True advances in technology are rare. The expense and difficulty of launching brand-new initiatives means that companies tend to prefer iterative improvements. Every now and then, however, we get the best of both worlds — an iterative improvement that could deliver enormous gains to a wide slice of the consumer market. At Hot Chips, Samsung unveiled a pair of initiatives that could revolutionize computer memory by pushing High Bandwidth Memory further on the one hand, while cutting costs and introducing the technology to all-new markets on the other.
Let’s take them one at a time.
Low-cost HBM clears the path for less expensive devices
As we’ve discussed previously, HBM stacks memory chips on top of each other around a central core. The stacks are all connected by wires that run through each memory die (these are called through silicon vias, or TSVs) and the entire chip structure sits on an interposer layer. The resulting configuration is sometimes referred to as a 2.5D architecture. The advantage is vastly increased memory bandwidth and much lower power consumption compared with GDDR5. The disadvantage is cost. While HBM proved competitive with GDDR5 at high frequencies and loadouts, the technology is currently limited to the top of the graphics market. AMD’s upcoming Vega is expected to use HBM rather than GDDR5X, but that chip will target the $300+ segment.
Samsung is proposing a low-cost HBM that would reduce costs in multiple ways. The number of connects per-die would shrink, reducing the number of vias required for each chip. The company wants to replace the large silicon interposer with an organic layer, and believes it can cut costs by removing the on-die buffer as well (how this would impact the overall design remains uncertain). While the resulting HBM variant would have less overall bandwidth than HBM2, Samsung believes it can compensate by increasing the clock rate (presumably without compromising HBM’s overall design, which emphasizes low clock rates and extremely wide buses).

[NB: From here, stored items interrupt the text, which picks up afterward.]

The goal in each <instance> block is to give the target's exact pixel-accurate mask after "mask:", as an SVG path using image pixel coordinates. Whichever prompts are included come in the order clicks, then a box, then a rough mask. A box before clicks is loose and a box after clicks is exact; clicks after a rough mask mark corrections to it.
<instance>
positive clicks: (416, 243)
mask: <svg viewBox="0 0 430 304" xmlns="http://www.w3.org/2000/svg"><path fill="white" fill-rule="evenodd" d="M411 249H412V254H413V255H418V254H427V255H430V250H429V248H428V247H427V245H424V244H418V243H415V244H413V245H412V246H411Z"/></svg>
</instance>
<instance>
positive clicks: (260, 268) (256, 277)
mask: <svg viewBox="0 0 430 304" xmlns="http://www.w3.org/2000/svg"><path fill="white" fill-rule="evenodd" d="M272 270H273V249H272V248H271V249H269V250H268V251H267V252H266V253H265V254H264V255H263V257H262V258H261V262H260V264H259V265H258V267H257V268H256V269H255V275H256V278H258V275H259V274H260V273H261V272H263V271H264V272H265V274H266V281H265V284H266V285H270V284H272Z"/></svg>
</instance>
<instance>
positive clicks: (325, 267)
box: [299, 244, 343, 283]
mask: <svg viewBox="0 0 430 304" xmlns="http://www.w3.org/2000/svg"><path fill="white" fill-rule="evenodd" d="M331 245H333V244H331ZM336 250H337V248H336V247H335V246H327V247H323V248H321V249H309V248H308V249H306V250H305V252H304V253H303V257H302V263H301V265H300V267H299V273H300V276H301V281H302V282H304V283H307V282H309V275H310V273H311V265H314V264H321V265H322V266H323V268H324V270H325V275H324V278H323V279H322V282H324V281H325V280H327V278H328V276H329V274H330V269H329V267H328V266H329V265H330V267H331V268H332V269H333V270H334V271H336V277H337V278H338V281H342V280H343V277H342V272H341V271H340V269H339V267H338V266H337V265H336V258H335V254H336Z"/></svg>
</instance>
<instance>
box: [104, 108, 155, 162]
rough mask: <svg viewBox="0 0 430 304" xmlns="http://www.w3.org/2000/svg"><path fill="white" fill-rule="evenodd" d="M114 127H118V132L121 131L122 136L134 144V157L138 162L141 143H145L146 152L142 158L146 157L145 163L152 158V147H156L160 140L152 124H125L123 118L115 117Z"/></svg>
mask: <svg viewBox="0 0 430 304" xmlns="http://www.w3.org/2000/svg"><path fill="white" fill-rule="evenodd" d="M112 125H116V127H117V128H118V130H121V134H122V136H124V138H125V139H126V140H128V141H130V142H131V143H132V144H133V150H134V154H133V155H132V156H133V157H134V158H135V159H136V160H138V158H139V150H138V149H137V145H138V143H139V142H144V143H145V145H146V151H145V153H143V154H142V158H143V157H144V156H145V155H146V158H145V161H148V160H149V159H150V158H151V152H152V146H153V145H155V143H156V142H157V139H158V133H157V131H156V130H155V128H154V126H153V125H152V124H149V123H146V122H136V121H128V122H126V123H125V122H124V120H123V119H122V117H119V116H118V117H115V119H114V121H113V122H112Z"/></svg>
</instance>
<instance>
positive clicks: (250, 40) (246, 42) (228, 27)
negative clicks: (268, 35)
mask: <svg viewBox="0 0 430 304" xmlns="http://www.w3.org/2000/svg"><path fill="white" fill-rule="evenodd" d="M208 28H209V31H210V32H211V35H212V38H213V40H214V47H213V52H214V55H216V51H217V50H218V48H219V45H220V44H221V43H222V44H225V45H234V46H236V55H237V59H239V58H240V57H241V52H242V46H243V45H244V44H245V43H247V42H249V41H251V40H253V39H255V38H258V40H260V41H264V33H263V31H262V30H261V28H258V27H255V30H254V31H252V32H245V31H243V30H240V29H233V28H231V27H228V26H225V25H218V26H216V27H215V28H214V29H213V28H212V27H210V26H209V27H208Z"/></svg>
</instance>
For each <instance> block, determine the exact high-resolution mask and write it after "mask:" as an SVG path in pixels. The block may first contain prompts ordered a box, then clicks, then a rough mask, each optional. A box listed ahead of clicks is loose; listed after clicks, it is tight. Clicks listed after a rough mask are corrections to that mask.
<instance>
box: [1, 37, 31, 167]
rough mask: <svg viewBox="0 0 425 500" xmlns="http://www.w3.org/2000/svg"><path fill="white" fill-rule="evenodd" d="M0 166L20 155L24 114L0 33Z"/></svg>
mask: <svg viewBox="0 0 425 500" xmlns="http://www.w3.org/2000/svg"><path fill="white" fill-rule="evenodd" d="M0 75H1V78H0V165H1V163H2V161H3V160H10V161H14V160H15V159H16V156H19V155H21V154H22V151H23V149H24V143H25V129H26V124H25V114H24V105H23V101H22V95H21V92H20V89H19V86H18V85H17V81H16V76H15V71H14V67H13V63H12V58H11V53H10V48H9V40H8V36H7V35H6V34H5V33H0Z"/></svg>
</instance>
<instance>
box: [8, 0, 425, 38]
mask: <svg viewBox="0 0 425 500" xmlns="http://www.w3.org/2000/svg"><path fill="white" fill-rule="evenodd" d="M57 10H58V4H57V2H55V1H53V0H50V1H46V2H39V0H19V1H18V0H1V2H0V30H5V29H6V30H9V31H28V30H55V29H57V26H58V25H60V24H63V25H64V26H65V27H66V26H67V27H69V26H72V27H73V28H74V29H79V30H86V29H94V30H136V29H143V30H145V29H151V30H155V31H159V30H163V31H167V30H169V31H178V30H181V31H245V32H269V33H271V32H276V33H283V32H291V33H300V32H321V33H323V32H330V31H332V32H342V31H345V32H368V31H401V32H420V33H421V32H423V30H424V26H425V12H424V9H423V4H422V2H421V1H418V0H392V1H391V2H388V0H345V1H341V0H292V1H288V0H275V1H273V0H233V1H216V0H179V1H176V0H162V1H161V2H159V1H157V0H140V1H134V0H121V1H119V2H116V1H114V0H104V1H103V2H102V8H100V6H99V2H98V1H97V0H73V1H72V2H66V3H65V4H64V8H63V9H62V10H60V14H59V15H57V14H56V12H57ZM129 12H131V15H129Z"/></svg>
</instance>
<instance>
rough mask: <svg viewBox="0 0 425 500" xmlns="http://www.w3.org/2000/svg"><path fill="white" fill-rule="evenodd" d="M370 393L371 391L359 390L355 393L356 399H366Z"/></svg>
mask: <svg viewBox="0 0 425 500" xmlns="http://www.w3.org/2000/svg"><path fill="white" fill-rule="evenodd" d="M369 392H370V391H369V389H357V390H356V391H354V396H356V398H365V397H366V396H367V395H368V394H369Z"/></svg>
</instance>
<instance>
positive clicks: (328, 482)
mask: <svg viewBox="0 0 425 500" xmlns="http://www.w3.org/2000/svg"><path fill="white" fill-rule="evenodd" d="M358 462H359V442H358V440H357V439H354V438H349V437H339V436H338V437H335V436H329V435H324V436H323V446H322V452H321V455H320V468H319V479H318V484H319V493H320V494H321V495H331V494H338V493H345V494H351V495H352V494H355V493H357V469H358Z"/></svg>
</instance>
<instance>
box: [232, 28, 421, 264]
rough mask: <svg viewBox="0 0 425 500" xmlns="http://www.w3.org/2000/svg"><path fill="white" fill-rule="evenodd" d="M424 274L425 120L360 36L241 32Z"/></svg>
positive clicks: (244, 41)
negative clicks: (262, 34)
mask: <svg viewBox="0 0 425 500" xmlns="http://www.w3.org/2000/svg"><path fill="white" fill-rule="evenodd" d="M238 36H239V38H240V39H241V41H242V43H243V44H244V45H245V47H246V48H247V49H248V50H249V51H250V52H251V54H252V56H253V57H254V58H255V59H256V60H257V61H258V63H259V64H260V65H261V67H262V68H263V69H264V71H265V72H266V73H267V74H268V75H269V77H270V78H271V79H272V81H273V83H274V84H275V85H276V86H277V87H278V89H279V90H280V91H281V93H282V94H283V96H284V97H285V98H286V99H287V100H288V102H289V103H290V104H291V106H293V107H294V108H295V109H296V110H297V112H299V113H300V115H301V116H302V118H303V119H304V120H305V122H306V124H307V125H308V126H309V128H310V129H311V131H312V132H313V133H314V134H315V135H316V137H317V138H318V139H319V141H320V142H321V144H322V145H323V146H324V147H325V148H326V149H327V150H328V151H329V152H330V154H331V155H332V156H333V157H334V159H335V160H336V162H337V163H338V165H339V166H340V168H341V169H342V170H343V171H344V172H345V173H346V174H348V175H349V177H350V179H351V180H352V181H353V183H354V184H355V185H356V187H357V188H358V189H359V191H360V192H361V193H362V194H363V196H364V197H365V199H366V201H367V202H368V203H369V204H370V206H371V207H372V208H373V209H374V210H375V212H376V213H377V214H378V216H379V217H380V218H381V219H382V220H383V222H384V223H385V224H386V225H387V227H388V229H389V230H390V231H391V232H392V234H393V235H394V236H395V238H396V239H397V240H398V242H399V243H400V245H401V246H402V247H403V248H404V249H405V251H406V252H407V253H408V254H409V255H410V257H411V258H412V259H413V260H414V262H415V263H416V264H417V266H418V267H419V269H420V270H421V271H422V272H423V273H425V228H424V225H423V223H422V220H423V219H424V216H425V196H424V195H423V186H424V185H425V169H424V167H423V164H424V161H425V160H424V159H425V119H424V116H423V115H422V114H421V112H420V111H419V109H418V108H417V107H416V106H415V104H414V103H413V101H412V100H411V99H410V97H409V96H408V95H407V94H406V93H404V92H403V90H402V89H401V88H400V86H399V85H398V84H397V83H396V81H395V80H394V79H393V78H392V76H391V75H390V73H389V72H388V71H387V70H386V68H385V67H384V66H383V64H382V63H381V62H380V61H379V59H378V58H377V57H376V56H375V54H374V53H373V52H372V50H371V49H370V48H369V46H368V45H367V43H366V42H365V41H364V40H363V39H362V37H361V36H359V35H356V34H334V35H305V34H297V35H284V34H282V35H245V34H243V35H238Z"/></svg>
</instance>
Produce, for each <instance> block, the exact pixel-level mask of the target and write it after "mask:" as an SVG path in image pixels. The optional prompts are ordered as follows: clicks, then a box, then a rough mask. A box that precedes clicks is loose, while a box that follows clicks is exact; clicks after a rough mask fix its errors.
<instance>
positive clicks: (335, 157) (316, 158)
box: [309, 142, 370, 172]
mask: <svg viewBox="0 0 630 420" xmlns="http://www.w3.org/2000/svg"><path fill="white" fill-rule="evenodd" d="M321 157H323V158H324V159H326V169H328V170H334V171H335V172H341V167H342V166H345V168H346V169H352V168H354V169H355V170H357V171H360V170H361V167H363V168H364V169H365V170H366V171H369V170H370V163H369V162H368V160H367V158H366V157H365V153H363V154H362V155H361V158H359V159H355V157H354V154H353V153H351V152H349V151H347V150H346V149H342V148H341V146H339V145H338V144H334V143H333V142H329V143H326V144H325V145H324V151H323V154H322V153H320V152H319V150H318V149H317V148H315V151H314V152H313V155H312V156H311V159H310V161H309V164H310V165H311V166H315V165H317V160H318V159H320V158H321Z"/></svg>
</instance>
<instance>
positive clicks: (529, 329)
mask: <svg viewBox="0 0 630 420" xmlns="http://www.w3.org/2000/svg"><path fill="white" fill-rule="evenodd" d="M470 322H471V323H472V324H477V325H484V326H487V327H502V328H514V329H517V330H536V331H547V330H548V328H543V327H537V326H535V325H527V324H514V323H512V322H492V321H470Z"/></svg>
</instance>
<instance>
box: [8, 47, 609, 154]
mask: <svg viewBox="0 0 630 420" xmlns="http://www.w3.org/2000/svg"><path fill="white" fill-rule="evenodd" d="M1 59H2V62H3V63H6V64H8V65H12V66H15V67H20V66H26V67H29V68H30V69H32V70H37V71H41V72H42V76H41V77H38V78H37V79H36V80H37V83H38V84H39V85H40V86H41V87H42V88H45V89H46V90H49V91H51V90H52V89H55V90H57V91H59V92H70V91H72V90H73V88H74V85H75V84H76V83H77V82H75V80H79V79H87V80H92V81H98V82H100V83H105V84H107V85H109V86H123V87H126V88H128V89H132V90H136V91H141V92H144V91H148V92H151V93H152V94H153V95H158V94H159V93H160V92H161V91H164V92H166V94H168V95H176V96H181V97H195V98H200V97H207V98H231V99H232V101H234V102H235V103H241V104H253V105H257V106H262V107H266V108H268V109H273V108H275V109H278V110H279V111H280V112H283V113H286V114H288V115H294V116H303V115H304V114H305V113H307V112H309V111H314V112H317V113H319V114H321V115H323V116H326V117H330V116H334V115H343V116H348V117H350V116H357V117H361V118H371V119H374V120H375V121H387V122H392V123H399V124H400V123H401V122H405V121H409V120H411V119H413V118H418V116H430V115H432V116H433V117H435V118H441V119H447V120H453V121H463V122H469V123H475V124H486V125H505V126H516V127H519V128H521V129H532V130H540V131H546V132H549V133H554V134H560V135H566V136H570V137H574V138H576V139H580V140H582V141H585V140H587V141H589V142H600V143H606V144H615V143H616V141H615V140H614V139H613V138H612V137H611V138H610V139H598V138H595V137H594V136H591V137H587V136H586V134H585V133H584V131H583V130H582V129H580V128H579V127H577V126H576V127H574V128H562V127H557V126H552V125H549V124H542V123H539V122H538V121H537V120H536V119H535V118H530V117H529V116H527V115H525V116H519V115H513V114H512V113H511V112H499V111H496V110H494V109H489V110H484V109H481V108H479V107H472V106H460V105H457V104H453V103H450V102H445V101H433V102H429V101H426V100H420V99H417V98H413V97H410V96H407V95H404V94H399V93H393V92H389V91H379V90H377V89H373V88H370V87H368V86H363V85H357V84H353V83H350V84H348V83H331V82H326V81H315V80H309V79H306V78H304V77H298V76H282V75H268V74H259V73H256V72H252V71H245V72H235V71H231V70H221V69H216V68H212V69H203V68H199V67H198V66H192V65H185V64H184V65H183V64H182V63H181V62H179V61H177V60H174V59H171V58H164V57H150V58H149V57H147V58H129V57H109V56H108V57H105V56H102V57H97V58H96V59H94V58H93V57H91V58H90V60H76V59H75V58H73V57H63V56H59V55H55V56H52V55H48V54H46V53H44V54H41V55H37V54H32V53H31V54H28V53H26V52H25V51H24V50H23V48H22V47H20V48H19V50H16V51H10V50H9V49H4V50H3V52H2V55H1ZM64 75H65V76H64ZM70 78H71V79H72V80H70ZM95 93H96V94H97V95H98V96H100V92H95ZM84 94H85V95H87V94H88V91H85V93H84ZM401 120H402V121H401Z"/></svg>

If successful, this low-cost HBM could drive the memory into markets where it can’t currently compete, including low-end graphics cards and the APU market. Right now, Intel has a potent GPU competitor with its Crystal Well, which puts 64-128MB of EDRAM on-package with the CPU. AMD doesn’t really have an answer to Crystal Well at present, and the company’s on-die graphics are already bandwidth-limited. One potential solution is to adopt HBM for APUs and offer a chip with a unified memory pool for CPU and GPU in a single package — but that can only happen if HBM prices drop enough to justify its inclusion. Any push to cut these costs could result in a much improved HBM technology deploying on APUs and other types of SoCs. But it’s not clear how power consumption would compare with other low-power technologies or whether or not we’d see the technology in 15-25W laptops.
HBM3: More capacity, more bandwidth
Samsung’s HBM3 is a straightforward improvement on HBM2 that would debut in 2019 or 2020 and offer higher densities, higher stacks (more RAM per chip, more chips per stack), and 2x the maximum bandwidth of HBM2. The goal is to reduce the core voltage (currently 1.2V) and the I/O signaling power, according to Ars Technica, while improving maximum performance.
HBM3 could allow for 64GB of memory on-die and 512GB/s of memory bandwidth per stack. A four-way stack of HBM3 would offer 2048GB/s of memory bandwidth in aggregate, compared with 1024GB/s with HBM2 and 512GB/s of HBM (all figures assume a four-stack configuration). This kind of bandwidth increase would give graphics cards or other peripherals far more memory than even the highest-end cards offer today and could be critical to driving next-generation VR systems.
The memory industry, however, isn’t as unified on HBM as you might think. As Anandtech details, both Micron and Samsung unveiled proposals for next-generation graphics and desktop memory (DDR5 and GDDR6, respectively). Xilinx is more commonly associated with FPGAs, not RAM. But Samsung used its own presentation to discuss how proper cooling technology is essential to large-scale die stacking and to call for the development of materials that can operate well at higher temperatures.
While many of these proposals are just that — proposals — they point the way to a potential revolution in gaming and high-end applications, while reduced cost and lower power options could extend those revolutions into form factors and power envelopes they currently can’t touch.